I am having a difficult time with the following question. Any help will be much appreciated.
Let $A$ be an $n×n$ real matrix such that $A^T = A$. We call such matrices “symmetric.” Prove that the eigenvalues of a real symmetric matrix are real (i.e. if $\lambda$ is an eigenvalue of $A$, show that $\lambda = \overline{\lambda}$ )
Let $(\lambda,v)$ be any eigenpair of $A$. Since $A=A^T=A^\ast$, $$\langle Av,Av\rangle=v^*A^*Av=v^\ast A^2v=v^*(A^2v)=\lambda^2||v||^2.$$
Therefore $\lambda^2=\frac{\langle Av,Av\rangle}{||v||^2}$ is a real nonnegative number. Hence $\lambda$ must be real.
Let $Ax=\lambda x$ with $x\ne 0$, with $\lambda\in\mathbb{C}$, then \begin{align} \lambda \bar x^T x &= \bar x^T(\lambda x)\\ &=\bar x^T A x \\ &=(A^T \bar{x})^T x \\ &=(A \bar x)^T x \\ &=(\bar A \bar x)^T x \\ &=(\bar\lambda\bar x)^T x\\ &=\bar \lambda \bar x^T x.\\ \end{align} Because $x\ne 0$, then $\bar{x}^T x\ne 0$ and $\lambda=\bar \lambda$.
If $\lambda$ is any eigenvalue of a Hermitian (in particular real symmetric) matrix $A$, then for some non-zero vector $x$, $$Ax = \lambda x \implies x^*Ax = \lambda x^*x \implies \lambda = \dfrac{x^*Ax}{x^*x}.$$
Now $$\lambda^* = \dfrac{x^* A^* x}{x^*x} = \dfrac{x^*Ax}{x^*x} = \lambda.$$ Therefore, $\lambda$ is real.
Note: $(AB)^* = B^*A^*$.
Hint: Prove that $$x^\ast A x=\langle x , A x\rangle = \langle Ax, x\rangle = x^\ast A^\ast x $$ Where $A^\ast=\overline{A}^T$
We are given that A is real symmetric, i.e \begin{align*} A = A^T \end{align*} If A were to have complex eigenvalues, then we can write \begin{align*} Ax = \lambda x \\ A\bar{x} = \bar{\lambda}\bar{x} \end{align*} Under complex conjugation, we can write \begin{align} \bar{x}^TAx = \bar{x}^T\lambda x = \lambda ||x||^2 \tag{i} \\ x^TA\bar{x} = x^T\bar{\lambda}x = \bar{\lambda}||x||^2 \tag{ii}.\\ \end{align} Since A is symmetric, $$\begin{align} \bar{x}^TAx = & (Ax)^{T} \bar{x} \\ = & x^{T} A^{T} \bar{x} \\ = & x^{T} A \bar{x}. \end{align}$$ Subtracting (i) from (ii), we get \begin{align*} \bar{\lambda}||x||^2 - \lambda ||x||^2 = 0\\ (\bar{\lambda}-\lambda)||x||^2 = 0 \end{align*} Only way this is possible for a non-zero $x$ is if \begin{align*} \lambda = \bar{\lambda} \end{align*} Therefore, $\lambda$ is real.

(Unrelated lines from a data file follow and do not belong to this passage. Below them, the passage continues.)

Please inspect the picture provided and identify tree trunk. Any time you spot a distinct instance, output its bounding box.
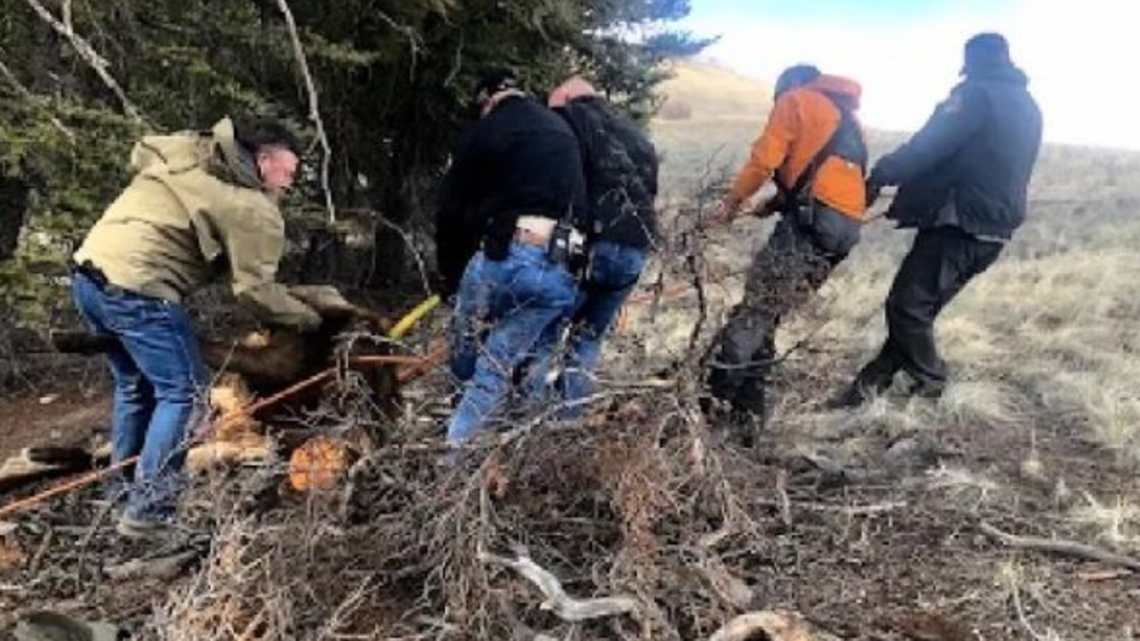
[0,175,29,262]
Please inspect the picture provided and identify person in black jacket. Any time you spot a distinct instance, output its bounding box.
[435,72,588,443]
[834,33,1042,407]
[539,76,659,405]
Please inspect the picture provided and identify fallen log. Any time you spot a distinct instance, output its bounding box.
[186,439,276,474]
[978,521,1140,572]
[0,448,92,493]
[707,610,840,641]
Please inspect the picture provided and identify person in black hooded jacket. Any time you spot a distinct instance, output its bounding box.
[834,33,1042,407]
[538,76,659,406]
[435,72,588,444]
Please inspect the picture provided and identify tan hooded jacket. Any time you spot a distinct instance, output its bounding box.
[73,118,321,330]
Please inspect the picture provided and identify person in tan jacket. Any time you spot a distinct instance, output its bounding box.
[704,65,869,443]
[71,117,321,537]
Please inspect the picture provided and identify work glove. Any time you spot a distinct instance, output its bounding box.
[287,284,355,316]
[864,178,884,210]
[704,194,742,228]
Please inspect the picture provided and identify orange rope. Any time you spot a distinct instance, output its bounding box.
[0,352,441,519]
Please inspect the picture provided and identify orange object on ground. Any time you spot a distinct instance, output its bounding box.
[288,436,350,492]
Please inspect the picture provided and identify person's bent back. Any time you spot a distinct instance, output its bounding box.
[71,117,319,538]
[74,118,321,329]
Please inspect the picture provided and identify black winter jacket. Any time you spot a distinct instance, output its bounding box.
[872,64,1042,239]
[435,95,587,294]
[555,97,659,250]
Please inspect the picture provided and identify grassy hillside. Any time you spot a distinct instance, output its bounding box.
[656,59,772,121]
[652,60,772,195]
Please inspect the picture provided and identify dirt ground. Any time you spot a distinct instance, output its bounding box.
[1,346,1138,640]
[0,391,110,462]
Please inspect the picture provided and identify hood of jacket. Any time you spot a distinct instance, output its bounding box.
[128,117,264,191]
[803,74,862,111]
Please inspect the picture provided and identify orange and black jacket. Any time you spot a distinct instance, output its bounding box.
[729,75,868,219]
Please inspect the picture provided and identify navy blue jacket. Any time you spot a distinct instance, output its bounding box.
[873,64,1042,239]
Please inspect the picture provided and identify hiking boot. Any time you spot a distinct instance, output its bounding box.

I found the proof in this document to be informative and educational.
The Spectral Theorem states that if $A$ is an $n \times n$ symmetric matrix with real entries, then it has $n$ orthogonal eigenvectors. The first step of the proof is to show that all the roots of the characteristic polynomial of $A$ (i.e. the eigenvalues of $A$) are real numbers.
Recall that if $z = a + bi$ is a complex number, its complex conjugate is defined by $\bar{z} = a − bi$. We have $z \bar{z} = (a + bi)(a − bi) = a^2 + b^2$, so $z\bar{z}$ is always a nonnegative real number (and equals $0$ only when $z = 0$). It is also true that if $w$, $z$ are complex numbers, then $\overline{wz} = \bar{w}\bar{z}$.
Let $\mathbf{v}$ be a vector whose entries are allowed to be complex. It is no longer true that $\mathbf{v} \cdot \mathbf{v} \ge 0$ with equality only when $\mathbf{v} = \mathbf{0}$. For example,
$$\begin{bmatrix} 1 \\ i \end{bmatrix} \cdot \begin{bmatrix} 1 \\ i \end{bmatrix} = 1 + i^2 = 0$$
However, if $\bar{\mathbf{v}}$ is the complex conjugate of $\mathbf{v}$, it is true that $\bar{\mathbf{v}} \cdot \mathbf{v} \ge 0$ with equality only when $\mathbf{v} = 0$. Indeed,
$$\begin{bmatrix} a_1 - b_1 i \\ a_2 - b_2 i \\ \dots \\ a_n - b_n i \end{bmatrix} \cdot \begin{bmatrix} a_1 + b_1 i \\ a_2 + b_2 i \\ \dots \\ a_n + b_n i \end{bmatrix} = (a_1^2 + b_1^2) + (a_2^2 + b_2^2) + \dots + (a_n^2 + b_n^2)$$
which is always nonnegative and equals zero only when all the entries $a_i$ and $b_i$ are zero.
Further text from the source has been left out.